Her smile as we parted sent a chill through me, being the smile of a mask instead of a woman’s face; and it was not the face of Judith. I don’t anticipate much merriment tomorrow evening.
At Carlotta’s suggestion, I have sent a line to Pasquale to ask him to join us. His gay wit will lend to the entertainment a specious air of revelry which Carlotta will take as genuine.
I have often thought lately of the hopeless passion of Alfonso the Magnanimous of Naples, as set forth by Pope Pius II in his Commentaries; for I am beginning to take a morbid interest in the unhappy love affairs of other men and to institute comparisons. If they have lived through the torment, why should not I? But Alfonso sighed for Lucrezia d’Alagna, a beautiful chaste statue of ice who loved him; whereas I crave the warm-blooded thing that is mine for the taking, but no more loves me than she loves the policeman who salutes her on his beat. I cannot take her. Something stronger than my passion opposes an adamantine barrier. I love her with my soul as well as with my body, and my soul cries out for the soul that the Almighty forgot when endowing her with entity.

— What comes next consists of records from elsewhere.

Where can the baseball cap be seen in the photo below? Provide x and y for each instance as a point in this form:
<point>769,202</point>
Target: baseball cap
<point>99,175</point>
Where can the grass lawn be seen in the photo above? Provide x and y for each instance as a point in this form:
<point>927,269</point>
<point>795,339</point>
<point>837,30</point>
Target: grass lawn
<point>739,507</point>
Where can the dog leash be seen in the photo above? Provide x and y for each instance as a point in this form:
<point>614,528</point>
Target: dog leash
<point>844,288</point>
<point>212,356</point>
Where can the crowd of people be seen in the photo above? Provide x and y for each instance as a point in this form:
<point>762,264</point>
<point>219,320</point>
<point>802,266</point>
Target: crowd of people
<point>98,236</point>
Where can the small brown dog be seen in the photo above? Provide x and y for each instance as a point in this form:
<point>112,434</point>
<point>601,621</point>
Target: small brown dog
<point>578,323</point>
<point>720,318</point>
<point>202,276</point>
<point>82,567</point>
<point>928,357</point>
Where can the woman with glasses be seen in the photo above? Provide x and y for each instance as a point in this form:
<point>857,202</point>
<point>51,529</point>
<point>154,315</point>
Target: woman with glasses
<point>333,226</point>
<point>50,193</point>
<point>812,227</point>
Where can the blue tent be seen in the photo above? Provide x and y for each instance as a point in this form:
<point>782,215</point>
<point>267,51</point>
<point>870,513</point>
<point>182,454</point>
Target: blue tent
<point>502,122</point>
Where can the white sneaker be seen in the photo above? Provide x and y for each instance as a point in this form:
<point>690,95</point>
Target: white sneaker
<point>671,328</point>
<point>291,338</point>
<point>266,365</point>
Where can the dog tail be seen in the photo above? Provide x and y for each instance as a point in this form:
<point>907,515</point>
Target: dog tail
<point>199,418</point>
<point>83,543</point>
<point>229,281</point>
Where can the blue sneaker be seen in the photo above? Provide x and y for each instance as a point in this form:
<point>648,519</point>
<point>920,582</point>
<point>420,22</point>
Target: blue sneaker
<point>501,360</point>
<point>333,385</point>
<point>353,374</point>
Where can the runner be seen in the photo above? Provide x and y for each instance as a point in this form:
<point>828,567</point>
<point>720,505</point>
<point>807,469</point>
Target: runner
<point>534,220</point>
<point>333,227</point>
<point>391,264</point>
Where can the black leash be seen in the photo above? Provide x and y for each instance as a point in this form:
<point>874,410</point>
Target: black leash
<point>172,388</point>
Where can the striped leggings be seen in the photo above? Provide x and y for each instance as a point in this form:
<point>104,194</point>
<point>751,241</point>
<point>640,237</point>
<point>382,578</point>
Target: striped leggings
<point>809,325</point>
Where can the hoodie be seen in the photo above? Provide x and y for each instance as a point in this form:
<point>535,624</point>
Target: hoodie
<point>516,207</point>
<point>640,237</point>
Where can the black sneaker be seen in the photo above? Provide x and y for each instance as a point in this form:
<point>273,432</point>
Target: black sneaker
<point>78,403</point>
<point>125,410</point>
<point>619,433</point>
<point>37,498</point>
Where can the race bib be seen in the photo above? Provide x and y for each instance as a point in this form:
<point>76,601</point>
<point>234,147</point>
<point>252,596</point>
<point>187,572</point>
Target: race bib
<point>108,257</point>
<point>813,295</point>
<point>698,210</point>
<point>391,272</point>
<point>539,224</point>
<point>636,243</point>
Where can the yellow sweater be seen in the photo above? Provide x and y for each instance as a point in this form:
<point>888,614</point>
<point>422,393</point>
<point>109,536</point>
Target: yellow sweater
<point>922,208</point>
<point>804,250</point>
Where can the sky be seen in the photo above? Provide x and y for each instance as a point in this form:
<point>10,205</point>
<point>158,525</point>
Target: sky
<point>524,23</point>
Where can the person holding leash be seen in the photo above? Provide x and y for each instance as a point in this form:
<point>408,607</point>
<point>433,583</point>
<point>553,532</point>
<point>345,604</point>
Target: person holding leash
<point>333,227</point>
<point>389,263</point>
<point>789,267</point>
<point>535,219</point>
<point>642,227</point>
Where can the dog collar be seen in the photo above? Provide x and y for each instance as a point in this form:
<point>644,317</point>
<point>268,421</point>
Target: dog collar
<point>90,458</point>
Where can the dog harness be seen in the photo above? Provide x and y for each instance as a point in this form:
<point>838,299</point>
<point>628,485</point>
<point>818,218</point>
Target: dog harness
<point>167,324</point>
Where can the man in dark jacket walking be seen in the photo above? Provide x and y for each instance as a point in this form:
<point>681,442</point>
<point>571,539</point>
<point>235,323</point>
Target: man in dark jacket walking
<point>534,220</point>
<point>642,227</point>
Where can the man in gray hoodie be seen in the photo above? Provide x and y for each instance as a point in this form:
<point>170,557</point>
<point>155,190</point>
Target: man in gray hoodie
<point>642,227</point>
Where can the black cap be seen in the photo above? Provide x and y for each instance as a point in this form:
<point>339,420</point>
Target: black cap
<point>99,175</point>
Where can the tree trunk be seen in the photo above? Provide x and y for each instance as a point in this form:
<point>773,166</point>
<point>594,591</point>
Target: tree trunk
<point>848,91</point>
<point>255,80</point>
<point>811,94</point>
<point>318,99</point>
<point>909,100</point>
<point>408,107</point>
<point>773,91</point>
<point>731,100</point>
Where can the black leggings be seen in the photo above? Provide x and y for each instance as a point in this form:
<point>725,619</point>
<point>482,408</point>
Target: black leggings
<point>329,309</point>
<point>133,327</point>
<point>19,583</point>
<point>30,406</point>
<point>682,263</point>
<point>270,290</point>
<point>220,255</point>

This evening a letter from the Editor of The Quarterly Review. It would give him great pleasure if I would contribute a Renaissance article, taking as my text a German, a Russian, and an English attempt to whitewash the Borgia family. Six months ago the compliment would have filled me with gratification. To-day what to me are the whitewashed Borgias or the solemn denizens of the Athenaeum reading-room who will slumber over my account of the blameless poisonings of this amiable family? They are vanity and vexation of a spirit already sore at ease.
As I write the door creaks. I look up. Behold Carlotta in hastily slipped on dressing-gown, open in front, her hair streaming loose to her waist, her bare feet flashing pink beneath her night-dress.
“Oh, Seer Marcous, darling, I am so frightened!”
She ran forward and caught the lappels of my coat as I rose from my chair.
“What is the matter?”
“There is a mouse in my bed.”
Polyphemus saved the situation by jumping from the sofa and rubbing his back against her feet.
“Take the cat and tell him to kill it,” said I, “and go back to bed at once.”
I must have spoken roughly, for she regarded me with her great eyes full of innocent reproach.
“There, take up the cat and go,” I repeated. “You mustn’t come down here looking like that.”
“I thought I looked very pretty,” said Carlotta, moving a step nearer.
I sat down at my writing-table and fixed my eyes on my paper.
“You are like a Houri that has been sent away from Paradise for misbehaviour,” I said.
She laughed her curious cooing laugh.
“Hou! Seer Marcous is shocked!” And she ran, away, rubbing Polyphemus’s nose against her face.